Для дипломатических переговоров у него имелась только Лида. Ей он представил дело так, будто они вдвоем берут шефство над ребенком, у которого отец алкоголик, а мать инвалид. Надо было видеть, как просияли ее небольшие глаза – оказавшиеся сине-зелеными, будто павлинье перо. В тот вечер Лида была особенно нежна, купала и обтирала культи, точно это были младенцы, а после любви вдруг заговорила, что мечтает когда-нибудь родить ребеночка – нет, не сейчас, Аслан не хочет никаких детей, и нет условий, главное, нет своего жилья, но впереди еще несколько лет молодости, а если ничего не изменится, то она все равно родит, будь что будет, ведь каждой женщине нужно материнское счастье.

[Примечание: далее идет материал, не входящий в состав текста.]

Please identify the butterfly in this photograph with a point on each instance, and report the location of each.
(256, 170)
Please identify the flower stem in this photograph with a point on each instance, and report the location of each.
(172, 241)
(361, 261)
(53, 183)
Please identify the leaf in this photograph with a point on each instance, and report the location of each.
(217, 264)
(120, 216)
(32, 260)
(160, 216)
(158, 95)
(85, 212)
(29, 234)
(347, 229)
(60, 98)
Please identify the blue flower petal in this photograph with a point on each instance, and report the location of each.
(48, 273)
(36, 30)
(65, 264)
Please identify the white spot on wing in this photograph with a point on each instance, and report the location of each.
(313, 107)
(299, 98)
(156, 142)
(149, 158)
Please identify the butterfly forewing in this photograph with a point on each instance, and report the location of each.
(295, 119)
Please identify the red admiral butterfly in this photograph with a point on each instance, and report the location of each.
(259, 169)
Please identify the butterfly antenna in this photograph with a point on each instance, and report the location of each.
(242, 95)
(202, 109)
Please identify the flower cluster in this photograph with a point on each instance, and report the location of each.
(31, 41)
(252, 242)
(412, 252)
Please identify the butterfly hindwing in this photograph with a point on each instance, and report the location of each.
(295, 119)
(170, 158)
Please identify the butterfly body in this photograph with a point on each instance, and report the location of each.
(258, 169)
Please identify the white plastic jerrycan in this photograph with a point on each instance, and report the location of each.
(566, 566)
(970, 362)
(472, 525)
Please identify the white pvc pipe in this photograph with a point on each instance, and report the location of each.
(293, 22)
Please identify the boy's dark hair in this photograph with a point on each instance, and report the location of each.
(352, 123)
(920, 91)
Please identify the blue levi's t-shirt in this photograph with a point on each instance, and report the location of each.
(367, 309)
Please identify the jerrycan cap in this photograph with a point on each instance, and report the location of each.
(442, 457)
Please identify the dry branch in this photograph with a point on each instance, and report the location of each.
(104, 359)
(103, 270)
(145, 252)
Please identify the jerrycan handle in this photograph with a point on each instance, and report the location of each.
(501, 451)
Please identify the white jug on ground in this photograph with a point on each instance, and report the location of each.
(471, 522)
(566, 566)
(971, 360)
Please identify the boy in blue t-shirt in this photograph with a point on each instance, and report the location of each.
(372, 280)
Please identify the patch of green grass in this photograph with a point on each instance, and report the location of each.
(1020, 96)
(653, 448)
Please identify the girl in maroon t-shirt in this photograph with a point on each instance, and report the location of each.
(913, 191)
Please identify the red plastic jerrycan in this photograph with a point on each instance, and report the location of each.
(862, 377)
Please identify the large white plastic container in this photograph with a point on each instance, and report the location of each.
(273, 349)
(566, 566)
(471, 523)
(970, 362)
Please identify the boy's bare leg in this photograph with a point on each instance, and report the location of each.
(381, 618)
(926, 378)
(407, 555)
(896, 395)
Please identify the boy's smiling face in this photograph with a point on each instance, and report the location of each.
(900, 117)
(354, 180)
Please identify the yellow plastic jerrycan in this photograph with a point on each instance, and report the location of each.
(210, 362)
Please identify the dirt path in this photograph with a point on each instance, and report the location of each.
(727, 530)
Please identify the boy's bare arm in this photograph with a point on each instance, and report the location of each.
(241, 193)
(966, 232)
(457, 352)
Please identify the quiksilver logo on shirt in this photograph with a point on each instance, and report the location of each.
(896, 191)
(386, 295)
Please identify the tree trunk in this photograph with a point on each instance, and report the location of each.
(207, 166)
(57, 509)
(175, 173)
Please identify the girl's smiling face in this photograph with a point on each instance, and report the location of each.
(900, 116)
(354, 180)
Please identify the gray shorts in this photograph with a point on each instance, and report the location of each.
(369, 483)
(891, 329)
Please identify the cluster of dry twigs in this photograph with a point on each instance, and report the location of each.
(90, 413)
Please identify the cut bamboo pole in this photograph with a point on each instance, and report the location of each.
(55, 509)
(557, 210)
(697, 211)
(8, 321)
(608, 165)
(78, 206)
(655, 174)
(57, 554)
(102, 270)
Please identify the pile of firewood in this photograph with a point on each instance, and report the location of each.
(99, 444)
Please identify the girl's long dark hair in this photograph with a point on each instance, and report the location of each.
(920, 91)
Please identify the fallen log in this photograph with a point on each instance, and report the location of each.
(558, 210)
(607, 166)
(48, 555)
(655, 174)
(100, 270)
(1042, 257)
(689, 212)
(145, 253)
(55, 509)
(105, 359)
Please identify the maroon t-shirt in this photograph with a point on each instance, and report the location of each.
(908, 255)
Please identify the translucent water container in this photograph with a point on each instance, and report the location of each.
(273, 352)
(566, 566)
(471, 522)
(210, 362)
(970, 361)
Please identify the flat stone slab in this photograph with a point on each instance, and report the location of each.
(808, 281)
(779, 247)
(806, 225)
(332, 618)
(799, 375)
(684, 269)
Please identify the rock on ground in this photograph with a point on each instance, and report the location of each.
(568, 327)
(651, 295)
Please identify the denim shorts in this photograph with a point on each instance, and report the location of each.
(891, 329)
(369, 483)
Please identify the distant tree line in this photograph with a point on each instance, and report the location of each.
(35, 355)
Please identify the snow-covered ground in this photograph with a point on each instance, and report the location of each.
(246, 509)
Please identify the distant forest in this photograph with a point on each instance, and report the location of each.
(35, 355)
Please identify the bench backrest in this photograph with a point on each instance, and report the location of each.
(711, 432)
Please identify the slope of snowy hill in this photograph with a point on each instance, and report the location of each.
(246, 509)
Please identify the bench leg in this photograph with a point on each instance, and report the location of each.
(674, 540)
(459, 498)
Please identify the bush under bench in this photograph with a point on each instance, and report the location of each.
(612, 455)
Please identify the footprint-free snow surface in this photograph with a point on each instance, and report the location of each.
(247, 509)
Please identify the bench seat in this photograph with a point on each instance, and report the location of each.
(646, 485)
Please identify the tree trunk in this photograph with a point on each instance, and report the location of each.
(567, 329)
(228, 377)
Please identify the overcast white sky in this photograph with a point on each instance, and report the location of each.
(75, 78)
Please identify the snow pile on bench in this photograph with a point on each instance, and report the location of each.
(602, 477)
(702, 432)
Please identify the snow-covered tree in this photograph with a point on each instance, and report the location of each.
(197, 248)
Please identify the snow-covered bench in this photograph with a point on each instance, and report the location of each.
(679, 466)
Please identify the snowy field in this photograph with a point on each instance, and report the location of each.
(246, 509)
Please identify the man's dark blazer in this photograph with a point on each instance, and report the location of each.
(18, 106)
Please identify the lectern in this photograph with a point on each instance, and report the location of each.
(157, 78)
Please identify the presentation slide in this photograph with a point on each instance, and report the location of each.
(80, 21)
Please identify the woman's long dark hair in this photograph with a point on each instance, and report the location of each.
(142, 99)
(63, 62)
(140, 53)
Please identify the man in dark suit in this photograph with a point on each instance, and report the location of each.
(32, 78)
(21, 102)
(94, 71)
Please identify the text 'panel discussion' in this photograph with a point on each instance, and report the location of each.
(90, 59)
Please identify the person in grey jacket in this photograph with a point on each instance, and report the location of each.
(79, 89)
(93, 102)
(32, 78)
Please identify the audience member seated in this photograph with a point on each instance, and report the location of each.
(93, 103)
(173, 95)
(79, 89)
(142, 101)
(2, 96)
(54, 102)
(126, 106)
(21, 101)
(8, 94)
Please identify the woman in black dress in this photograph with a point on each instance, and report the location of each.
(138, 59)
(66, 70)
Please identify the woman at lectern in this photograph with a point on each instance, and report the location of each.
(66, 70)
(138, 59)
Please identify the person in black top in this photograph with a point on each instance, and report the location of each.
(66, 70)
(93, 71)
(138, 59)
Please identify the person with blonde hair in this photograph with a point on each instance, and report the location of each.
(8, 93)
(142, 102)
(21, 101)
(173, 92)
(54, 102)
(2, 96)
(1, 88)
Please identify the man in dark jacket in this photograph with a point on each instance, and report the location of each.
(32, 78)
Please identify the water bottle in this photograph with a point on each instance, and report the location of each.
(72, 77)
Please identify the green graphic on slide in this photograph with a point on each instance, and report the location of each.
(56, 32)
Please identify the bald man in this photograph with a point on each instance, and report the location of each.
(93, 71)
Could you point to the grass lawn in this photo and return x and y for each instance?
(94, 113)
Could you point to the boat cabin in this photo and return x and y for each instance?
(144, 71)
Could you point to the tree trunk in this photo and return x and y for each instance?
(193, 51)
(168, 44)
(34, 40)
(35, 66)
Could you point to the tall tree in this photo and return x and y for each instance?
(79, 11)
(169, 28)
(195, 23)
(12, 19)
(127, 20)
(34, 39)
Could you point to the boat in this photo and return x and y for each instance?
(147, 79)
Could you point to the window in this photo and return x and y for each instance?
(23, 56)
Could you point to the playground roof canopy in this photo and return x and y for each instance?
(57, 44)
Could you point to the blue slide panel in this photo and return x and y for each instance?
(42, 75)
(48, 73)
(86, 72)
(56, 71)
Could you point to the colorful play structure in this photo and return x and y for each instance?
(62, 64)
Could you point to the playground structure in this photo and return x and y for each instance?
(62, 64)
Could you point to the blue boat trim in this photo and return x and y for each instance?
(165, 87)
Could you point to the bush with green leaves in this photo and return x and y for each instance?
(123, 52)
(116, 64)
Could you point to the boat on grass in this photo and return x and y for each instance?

Ведерников, ублаготворенный, уже почти задремавший, внезапно ощутил резкий приступ раздражения и еле удержался, чтобы не спихнуть Лиду с постели. До него дошло, что Лида теперь считает Женечку Караваева как бы их с Ведерниковым общим сынком – и тем покушается на обладание самим Ведерниковым в гораздо большей степени, чем он изначально был склонен допустить. Ведерников был рад услышать какофонию, производимую Асланом в глубине дождливой ночи, где симпатичный кавказец бурлил и квакал, будто тропическая лягушка в брачный период. Ведерников тогда подумал, что, в общем-то, Аслан хороший парень и надо бы что-нибудь ему подарить при случае: новый мобильник, например, или обложенный витиеватой чеканкой сувенирный кинжал.
* * *
Лида, между тем, стала регулярно звонить Караваевым, кланяясь всей их семье с телефонной трубкой у рдеющего уха, – и в один прекрасный зимний денек привела сопливое сокровище прямо с прогулки: в залубеневшем куртеце, с ледяной коростой на коленках лыжных штанов. Женечка глядел исподлобья, шмыгая набухшим розовым носиком, вид у него был подшибленный и нахальный. Ведерников не знал, о чем с ним говорить. На вопрос «Как в школе?» Женечка ответил глумливой усмешкой, украшением которой служила длинная сопелька с кровью. Выручила Лида, захлопотала возле монстрика, стянула с него мокрую одежду, натрясшую талой шелухи на чистый паркет, причем пацанчик специально кобенился, чтобы труднее было выпростать его из рукавов. Под куртецом на нем оказалась женская шерстяная кофта, сопревшая до пролысин и валяных клочьев. Нежно воркуя, Лида увела пацанчика на кухню, к чаю с вареньем и полному блюду пухлых ватрушек: их пацанчик принялся убирать за обе щеки, дергая правой ногой в мохнатом, мокром как губка носке. Ведерников смотрел на них с тяжелым сердцем, понимая, что эти два существа, только и способные дать ему утешение, ничего не дадут.
И действительно: жизнь Женечки Караваева не только не имела смысла, но была на редкость, до абсурда бессмысленна. Учился он плохо, с тройки на двойку, на математике развлекался тем, что к выражению «икс, умноженное на игрек» старательно пририсовывал «и краткое» и, лыбясь, совал тетрадь соседке по парте, щекастой и лобастой отличнице Журавлевой, за что получал деловитый удар стопкой учебников по гулкой голове. Женечка ненавидел математику с ее муравьиными тропами латиницы и цифири, заводившими его в темные чащобы, ненавидел, естественно, физкультуру, где кулем валился с брусьев и больно плюхался животом на дерматинового «козла», вместо того чтобы через него перескочить.